Apart from Quebec, Canada’s provinces have relied on the Federal Criminal Code Section 347 to set the limits on the maximum legal rate of interest, which is an Effective Annual Rate of 60%. Quebec’s limits have been set by court interpretations of its Consumer Protection Act at 35%. Exceptions have been made for provincially regulated payday loans, which charge much higher rates.
Manitoba, Alberta and Quebec have recently implemented new rules for “high-cost” lending, credit that charges interest above a certain threshold rate. In Quebec, the threshold is 22% above the bank rate. It’s 32% in the other provinces.
British Columbia passed legislation to regulate the same sector in May 2019, but the regulations have not yet been passed to bring that legislation into force. Section 112.17 of the Business Practices and Consumer Protection Amendment Act, 2019 allows the province to set a lower limit than the federal Section 347.

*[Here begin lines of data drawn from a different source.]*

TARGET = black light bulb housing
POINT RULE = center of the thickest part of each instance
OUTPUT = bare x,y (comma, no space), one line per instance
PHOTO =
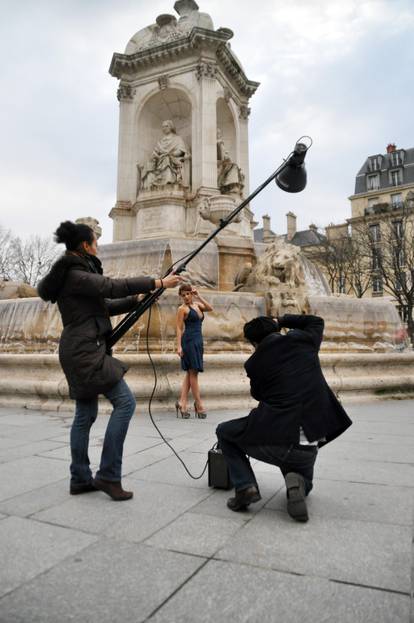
292,178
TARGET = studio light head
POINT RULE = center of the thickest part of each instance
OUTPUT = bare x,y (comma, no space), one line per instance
292,178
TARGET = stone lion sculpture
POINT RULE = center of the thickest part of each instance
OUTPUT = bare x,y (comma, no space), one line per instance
279,275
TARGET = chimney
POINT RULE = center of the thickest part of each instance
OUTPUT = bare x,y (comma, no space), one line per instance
267,236
291,225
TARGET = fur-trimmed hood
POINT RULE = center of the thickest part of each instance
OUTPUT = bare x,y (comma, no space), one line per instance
50,286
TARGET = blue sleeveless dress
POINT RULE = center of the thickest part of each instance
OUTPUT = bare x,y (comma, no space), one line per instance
192,343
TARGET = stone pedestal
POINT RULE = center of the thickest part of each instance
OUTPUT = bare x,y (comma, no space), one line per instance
234,253
160,213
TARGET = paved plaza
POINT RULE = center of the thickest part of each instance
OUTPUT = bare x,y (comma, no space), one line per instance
176,554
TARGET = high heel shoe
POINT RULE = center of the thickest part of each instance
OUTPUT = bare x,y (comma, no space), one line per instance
200,414
184,414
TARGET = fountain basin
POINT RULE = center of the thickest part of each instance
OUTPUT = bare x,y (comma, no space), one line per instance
36,381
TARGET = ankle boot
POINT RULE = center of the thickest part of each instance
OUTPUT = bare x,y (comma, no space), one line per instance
113,489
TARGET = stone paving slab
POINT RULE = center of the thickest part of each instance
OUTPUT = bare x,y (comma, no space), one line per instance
109,582
243,594
389,452
37,499
154,506
374,472
372,554
176,553
28,548
193,534
22,475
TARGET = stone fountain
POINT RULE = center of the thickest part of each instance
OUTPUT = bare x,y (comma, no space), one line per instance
183,166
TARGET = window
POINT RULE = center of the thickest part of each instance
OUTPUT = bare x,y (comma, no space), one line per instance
375,233
403,311
373,182
395,158
396,177
399,257
375,259
398,229
374,164
396,200
377,285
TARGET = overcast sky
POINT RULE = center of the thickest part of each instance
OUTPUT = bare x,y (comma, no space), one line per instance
338,70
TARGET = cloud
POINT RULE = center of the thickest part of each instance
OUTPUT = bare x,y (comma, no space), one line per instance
339,71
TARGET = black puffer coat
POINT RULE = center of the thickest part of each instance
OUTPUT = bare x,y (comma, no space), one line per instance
86,299
287,380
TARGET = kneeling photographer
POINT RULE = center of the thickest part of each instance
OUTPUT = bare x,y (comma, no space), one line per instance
297,411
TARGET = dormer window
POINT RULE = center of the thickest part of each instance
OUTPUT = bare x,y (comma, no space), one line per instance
396,177
396,159
374,162
373,182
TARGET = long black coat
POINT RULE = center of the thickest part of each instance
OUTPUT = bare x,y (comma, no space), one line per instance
287,380
84,296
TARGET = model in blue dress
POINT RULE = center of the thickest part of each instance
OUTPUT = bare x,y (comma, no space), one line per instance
190,316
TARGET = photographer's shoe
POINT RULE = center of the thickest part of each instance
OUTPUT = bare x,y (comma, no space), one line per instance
113,489
295,491
83,488
243,498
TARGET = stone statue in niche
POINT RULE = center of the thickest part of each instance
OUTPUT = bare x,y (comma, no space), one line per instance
230,178
167,161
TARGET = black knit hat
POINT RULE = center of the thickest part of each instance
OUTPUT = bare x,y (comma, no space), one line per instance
258,328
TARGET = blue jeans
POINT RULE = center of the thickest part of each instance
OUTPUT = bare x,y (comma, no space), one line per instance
86,412
288,457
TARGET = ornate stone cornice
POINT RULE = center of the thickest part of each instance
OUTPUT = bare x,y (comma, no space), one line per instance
163,82
130,64
125,92
232,67
244,112
206,70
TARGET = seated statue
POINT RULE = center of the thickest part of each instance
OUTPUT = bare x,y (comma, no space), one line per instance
229,176
167,160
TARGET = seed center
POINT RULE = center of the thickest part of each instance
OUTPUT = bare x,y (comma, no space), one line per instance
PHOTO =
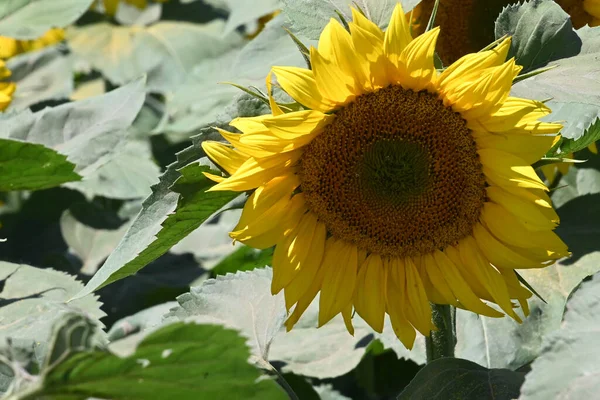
395,173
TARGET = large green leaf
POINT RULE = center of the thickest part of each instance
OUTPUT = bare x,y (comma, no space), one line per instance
90,245
541,32
568,366
29,166
86,131
456,379
573,87
40,76
167,51
29,19
179,212
242,301
309,17
33,299
178,361
502,342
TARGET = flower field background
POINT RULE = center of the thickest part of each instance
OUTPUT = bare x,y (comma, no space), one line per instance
118,279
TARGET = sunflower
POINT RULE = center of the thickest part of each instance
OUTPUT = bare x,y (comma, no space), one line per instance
396,185
6,88
468,25
10,47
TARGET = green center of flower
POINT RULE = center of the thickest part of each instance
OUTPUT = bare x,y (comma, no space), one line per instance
396,173
396,170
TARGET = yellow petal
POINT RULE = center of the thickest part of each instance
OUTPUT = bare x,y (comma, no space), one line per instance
530,215
331,81
301,85
506,169
305,243
396,302
486,274
340,266
397,36
417,62
256,172
461,288
335,45
470,66
500,255
369,299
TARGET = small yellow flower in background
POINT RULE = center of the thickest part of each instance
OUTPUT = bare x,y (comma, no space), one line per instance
111,6
6,88
397,185
10,47
468,25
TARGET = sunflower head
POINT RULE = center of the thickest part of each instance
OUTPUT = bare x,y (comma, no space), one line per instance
396,185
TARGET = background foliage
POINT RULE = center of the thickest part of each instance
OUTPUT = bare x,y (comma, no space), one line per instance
118,279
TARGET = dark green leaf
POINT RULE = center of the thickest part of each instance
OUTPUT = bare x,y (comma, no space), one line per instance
180,361
456,379
541,32
29,166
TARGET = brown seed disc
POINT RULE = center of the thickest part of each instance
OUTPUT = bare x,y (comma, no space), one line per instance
396,173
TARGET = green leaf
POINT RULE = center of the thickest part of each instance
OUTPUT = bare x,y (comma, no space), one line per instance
33,300
29,19
574,87
40,76
178,361
167,51
309,17
456,379
504,343
243,259
90,245
568,366
591,135
242,301
29,166
541,32
86,131
193,206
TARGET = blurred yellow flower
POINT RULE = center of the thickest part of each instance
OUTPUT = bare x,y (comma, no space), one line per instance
111,6
6,88
396,185
10,47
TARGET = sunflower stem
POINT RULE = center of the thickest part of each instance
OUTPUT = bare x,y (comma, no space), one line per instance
441,342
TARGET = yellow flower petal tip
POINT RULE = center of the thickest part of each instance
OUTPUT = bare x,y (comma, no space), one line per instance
395,186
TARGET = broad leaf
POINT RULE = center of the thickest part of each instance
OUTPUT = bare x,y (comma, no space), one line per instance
167,51
90,245
242,301
456,379
29,166
29,19
191,204
86,131
568,366
309,17
541,32
182,361
502,342
33,299
40,76
573,87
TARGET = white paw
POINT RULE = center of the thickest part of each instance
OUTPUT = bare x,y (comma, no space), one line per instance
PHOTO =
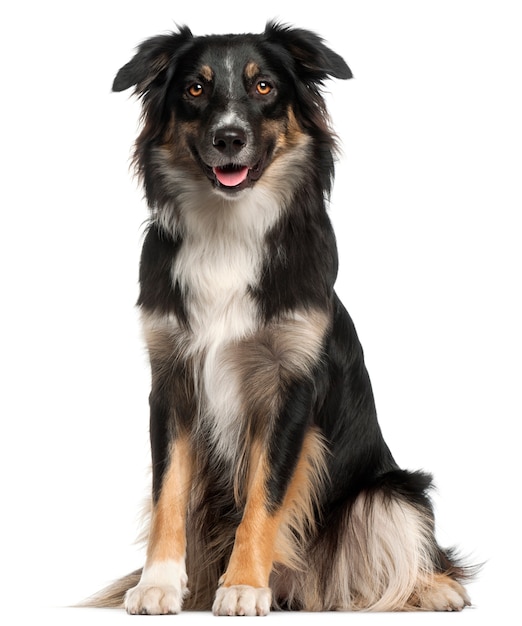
242,600
160,591
149,600
448,596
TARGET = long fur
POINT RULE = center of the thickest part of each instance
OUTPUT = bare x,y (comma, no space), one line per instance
272,484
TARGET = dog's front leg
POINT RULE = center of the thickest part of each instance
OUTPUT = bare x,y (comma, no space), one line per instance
279,471
163,583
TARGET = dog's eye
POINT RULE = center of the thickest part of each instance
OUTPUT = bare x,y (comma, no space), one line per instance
195,90
263,88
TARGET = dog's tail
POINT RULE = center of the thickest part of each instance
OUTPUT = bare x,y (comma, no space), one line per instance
112,596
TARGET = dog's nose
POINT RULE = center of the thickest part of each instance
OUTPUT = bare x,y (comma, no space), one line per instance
229,140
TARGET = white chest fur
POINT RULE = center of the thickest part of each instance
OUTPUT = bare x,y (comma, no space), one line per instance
220,258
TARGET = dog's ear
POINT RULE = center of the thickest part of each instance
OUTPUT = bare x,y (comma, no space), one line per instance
314,60
151,61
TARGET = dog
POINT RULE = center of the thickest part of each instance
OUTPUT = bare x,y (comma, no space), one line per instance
272,485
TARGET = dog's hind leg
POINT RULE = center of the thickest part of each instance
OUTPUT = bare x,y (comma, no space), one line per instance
380,554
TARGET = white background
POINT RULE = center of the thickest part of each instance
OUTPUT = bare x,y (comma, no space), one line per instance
426,209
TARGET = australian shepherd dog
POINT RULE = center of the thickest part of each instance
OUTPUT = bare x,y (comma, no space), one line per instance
272,485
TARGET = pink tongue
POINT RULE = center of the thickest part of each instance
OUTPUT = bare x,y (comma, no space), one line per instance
230,177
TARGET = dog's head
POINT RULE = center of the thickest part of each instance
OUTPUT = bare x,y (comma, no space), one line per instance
223,108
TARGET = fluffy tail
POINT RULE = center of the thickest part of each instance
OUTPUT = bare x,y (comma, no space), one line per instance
113,595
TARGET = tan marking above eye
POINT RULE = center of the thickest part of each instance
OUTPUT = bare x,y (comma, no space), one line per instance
263,87
195,90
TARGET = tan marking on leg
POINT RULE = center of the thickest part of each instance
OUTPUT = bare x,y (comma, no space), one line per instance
252,556
264,537
298,506
167,531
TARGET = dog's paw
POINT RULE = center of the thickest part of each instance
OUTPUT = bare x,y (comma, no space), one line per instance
154,600
445,595
242,600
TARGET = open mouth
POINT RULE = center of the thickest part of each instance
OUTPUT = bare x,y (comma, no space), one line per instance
231,175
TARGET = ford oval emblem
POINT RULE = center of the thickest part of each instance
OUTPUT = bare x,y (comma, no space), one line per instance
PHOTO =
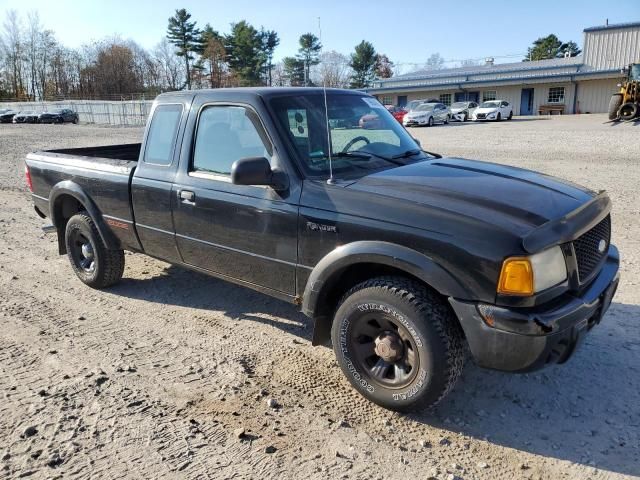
602,245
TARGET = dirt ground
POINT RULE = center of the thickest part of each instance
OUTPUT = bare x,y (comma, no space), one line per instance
169,374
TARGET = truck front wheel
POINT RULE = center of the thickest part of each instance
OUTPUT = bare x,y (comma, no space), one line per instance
614,105
398,343
93,262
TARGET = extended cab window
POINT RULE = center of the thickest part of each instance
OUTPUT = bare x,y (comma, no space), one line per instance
226,134
162,134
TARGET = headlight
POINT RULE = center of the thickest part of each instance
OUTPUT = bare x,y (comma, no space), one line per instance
528,275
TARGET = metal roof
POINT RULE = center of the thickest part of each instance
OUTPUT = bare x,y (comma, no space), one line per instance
612,26
525,67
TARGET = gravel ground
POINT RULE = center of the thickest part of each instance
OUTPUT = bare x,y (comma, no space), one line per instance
174,374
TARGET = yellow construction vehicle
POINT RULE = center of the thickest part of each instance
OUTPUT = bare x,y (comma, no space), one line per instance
625,105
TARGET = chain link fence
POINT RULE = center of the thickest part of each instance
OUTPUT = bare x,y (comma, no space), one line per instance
100,112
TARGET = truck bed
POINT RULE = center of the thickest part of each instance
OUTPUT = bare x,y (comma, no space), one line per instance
126,151
103,173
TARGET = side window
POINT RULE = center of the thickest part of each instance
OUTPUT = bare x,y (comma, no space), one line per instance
226,134
162,134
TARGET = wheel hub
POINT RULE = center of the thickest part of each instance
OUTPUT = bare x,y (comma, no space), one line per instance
389,346
87,251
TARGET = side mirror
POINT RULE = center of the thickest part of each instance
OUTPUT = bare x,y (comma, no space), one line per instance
257,171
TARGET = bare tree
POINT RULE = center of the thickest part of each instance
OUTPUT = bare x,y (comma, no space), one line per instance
12,46
332,71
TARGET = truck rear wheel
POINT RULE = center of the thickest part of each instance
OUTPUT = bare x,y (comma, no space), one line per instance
398,343
93,262
614,105
628,111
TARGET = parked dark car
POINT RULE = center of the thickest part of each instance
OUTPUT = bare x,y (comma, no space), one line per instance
7,116
402,258
60,115
26,116
370,121
397,112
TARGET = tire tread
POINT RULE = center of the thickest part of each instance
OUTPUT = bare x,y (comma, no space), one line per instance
112,270
431,307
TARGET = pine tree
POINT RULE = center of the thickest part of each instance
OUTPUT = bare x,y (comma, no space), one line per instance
309,53
244,53
363,63
186,37
270,41
551,47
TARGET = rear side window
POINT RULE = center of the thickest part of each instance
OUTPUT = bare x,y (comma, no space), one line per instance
226,134
162,134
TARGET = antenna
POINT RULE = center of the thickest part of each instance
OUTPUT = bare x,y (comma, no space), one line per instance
331,180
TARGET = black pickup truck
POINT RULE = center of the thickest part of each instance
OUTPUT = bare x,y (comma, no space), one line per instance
402,258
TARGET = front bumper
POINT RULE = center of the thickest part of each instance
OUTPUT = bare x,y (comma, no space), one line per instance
522,340
415,121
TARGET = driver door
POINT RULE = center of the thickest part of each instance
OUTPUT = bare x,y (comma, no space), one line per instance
248,233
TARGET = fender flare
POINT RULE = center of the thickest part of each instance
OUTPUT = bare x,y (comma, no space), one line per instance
327,273
68,187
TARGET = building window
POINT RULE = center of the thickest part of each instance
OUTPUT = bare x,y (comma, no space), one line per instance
556,95
489,95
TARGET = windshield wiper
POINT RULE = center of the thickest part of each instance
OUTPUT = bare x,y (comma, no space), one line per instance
407,154
362,155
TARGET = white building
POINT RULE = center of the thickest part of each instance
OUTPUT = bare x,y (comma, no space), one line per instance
582,84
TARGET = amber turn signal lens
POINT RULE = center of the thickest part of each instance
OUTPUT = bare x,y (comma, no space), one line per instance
516,277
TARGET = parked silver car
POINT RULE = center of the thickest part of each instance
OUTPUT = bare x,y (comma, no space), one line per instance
463,111
427,114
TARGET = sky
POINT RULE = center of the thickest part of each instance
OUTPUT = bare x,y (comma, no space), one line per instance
407,31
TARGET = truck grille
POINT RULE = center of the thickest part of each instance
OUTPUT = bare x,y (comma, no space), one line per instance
587,248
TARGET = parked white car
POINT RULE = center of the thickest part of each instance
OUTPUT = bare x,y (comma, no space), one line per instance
493,110
462,111
427,114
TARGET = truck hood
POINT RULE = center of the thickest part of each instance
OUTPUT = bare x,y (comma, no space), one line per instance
510,198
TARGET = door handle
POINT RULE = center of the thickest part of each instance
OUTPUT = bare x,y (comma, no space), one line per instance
187,197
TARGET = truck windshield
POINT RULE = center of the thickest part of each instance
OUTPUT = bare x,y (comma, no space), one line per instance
364,135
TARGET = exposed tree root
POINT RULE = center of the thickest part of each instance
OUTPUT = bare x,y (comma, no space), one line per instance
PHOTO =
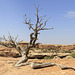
43,65
36,66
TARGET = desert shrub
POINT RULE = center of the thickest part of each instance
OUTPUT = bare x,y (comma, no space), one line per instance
73,54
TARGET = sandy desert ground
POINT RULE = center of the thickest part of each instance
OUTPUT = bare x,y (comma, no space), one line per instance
7,67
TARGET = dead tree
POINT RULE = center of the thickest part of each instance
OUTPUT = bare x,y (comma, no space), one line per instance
33,36
40,25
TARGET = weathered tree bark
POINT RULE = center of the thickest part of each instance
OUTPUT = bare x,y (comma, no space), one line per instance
36,66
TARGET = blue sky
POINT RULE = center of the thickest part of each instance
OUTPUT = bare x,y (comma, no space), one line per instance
61,13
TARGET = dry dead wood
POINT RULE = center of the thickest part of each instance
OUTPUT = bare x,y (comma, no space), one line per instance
42,65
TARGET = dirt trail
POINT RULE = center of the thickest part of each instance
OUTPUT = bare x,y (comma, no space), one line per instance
7,67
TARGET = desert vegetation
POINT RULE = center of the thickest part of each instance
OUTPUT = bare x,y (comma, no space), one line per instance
34,50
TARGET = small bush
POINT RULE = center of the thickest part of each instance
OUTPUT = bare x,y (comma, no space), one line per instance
73,54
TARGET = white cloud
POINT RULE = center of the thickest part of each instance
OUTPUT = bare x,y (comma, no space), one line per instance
70,14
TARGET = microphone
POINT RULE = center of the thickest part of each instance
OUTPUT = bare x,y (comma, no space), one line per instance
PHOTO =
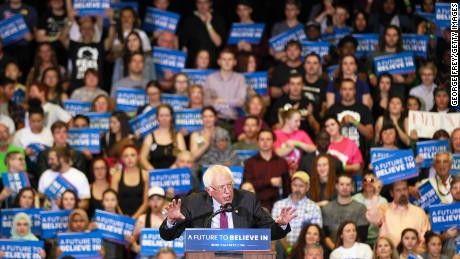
228,207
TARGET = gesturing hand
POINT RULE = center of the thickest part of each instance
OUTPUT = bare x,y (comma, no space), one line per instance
173,209
286,215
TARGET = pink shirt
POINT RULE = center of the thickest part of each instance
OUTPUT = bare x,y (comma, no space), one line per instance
296,153
346,151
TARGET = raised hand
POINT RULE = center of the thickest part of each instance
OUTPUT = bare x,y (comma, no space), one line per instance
286,215
173,211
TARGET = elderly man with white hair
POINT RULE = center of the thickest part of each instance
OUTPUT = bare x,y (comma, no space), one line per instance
245,210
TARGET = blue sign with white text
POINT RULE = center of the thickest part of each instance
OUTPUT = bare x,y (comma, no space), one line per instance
129,99
8,216
278,42
113,226
444,216
397,167
427,150
13,29
231,239
168,59
81,245
14,249
257,81
151,242
250,32
54,222
91,7
178,178
144,123
189,119
156,19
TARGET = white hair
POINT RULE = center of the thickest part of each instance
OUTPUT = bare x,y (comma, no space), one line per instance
214,170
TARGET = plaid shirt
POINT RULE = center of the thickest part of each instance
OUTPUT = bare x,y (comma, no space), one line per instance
307,210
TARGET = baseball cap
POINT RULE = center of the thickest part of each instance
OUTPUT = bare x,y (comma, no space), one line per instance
156,190
302,176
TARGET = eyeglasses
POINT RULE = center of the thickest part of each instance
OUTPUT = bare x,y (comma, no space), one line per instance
221,188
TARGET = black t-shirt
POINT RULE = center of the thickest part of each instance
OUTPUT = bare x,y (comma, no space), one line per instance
84,56
358,111
282,72
51,23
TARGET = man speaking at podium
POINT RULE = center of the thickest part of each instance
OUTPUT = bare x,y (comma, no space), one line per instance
222,206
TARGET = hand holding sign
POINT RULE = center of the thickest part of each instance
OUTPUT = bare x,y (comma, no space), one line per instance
173,209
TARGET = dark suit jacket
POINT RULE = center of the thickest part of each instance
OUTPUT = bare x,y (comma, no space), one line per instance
247,213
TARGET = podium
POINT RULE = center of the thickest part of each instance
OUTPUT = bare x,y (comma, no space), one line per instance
206,243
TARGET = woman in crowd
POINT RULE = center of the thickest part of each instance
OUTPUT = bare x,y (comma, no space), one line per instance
347,245
348,70
131,183
409,243
311,234
159,149
291,141
100,170
51,79
323,177
256,107
91,90
342,147
385,249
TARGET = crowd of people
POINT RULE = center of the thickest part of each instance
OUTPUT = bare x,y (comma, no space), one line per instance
312,133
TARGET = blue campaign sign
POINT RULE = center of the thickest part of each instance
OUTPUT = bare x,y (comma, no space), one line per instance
177,102
427,150
81,139
91,7
334,38
58,186
13,29
416,43
428,196
443,16
178,178
455,169
397,167
395,64
144,123
54,222
13,249
378,153
367,42
156,19
129,99
189,119
99,120
75,107
8,216
278,42
151,242
113,226
16,181
197,76
245,154
168,59
257,81
252,33
319,47
80,245
444,216
231,239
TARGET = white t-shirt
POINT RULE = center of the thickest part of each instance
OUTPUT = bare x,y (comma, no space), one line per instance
357,251
74,176
24,137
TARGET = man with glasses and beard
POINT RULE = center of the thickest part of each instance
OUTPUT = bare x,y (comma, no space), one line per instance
60,163
394,217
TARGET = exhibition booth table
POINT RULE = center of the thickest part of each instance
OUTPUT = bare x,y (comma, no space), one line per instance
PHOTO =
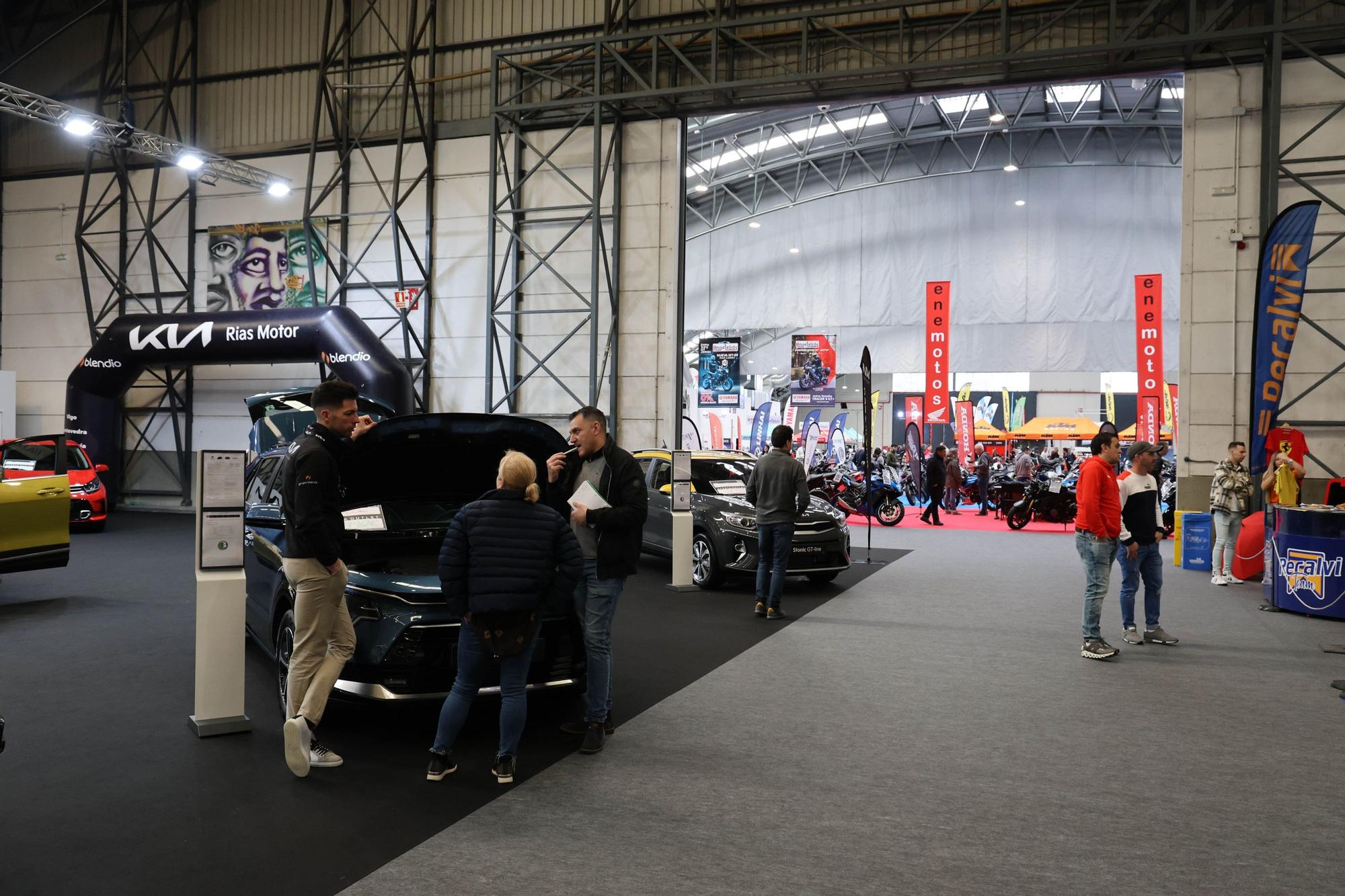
1305,555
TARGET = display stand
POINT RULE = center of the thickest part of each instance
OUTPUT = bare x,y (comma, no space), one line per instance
221,595
683,530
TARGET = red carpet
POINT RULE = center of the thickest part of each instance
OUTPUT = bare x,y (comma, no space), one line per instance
966,521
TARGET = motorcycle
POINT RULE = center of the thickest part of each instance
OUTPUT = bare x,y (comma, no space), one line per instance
1046,502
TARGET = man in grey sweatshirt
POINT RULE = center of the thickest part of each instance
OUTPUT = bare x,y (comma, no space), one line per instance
779,490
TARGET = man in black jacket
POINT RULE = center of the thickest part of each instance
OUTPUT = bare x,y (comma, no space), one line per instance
325,637
937,474
610,537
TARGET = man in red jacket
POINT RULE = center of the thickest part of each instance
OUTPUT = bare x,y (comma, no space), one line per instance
1097,530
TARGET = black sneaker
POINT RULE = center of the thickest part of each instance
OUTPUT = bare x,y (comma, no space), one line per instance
579,727
594,737
440,766
504,770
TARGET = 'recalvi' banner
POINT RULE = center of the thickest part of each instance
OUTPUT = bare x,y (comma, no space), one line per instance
332,334
1149,353
1280,300
966,417
719,373
937,352
813,369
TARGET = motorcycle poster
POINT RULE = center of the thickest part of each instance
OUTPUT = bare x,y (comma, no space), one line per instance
813,369
719,373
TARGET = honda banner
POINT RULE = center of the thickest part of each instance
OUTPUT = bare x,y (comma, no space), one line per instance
1280,300
719,373
966,427
1149,353
937,353
813,369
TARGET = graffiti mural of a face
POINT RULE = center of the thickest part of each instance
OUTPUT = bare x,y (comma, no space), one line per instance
264,267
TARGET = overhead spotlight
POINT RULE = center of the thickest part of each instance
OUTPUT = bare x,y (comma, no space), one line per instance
80,127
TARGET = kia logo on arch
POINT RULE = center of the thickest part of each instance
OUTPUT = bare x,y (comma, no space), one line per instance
341,357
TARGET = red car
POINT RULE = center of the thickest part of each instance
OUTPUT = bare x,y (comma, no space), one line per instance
24,458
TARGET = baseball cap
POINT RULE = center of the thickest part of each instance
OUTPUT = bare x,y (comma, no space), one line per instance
1141,447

Ontario first announced its intent to legislate higher cost lending in 2017, and asked in a recent consultation paper whether it should set a maximum interest rate lower than the Criminal Code limit, as British Columbia is poised to do.
These initiatives reflect a lack of enforcement of the Criminal Code that has been an issue for consumer protection. As Consumers Council of Canada research studies have shown, much of Canada’s rent-to-own industry offers financing at rates that appear to be higher than the legal limit. For many years, one of Canada’s largest instalment loan providers also charged consumers about 81% effective annual rates on its loans (though it has since lowered rates). Provincial consumer protection officials in those reports noted that they lacked the authority to enforce federal laws.
The federal Department of Justice responded to the Council’s queries in the 2018 high-cost lending report by stating that the criminal interest rate was introduced to target loan sharking and “Section 347 was not intended to act as a consumer protection tool.”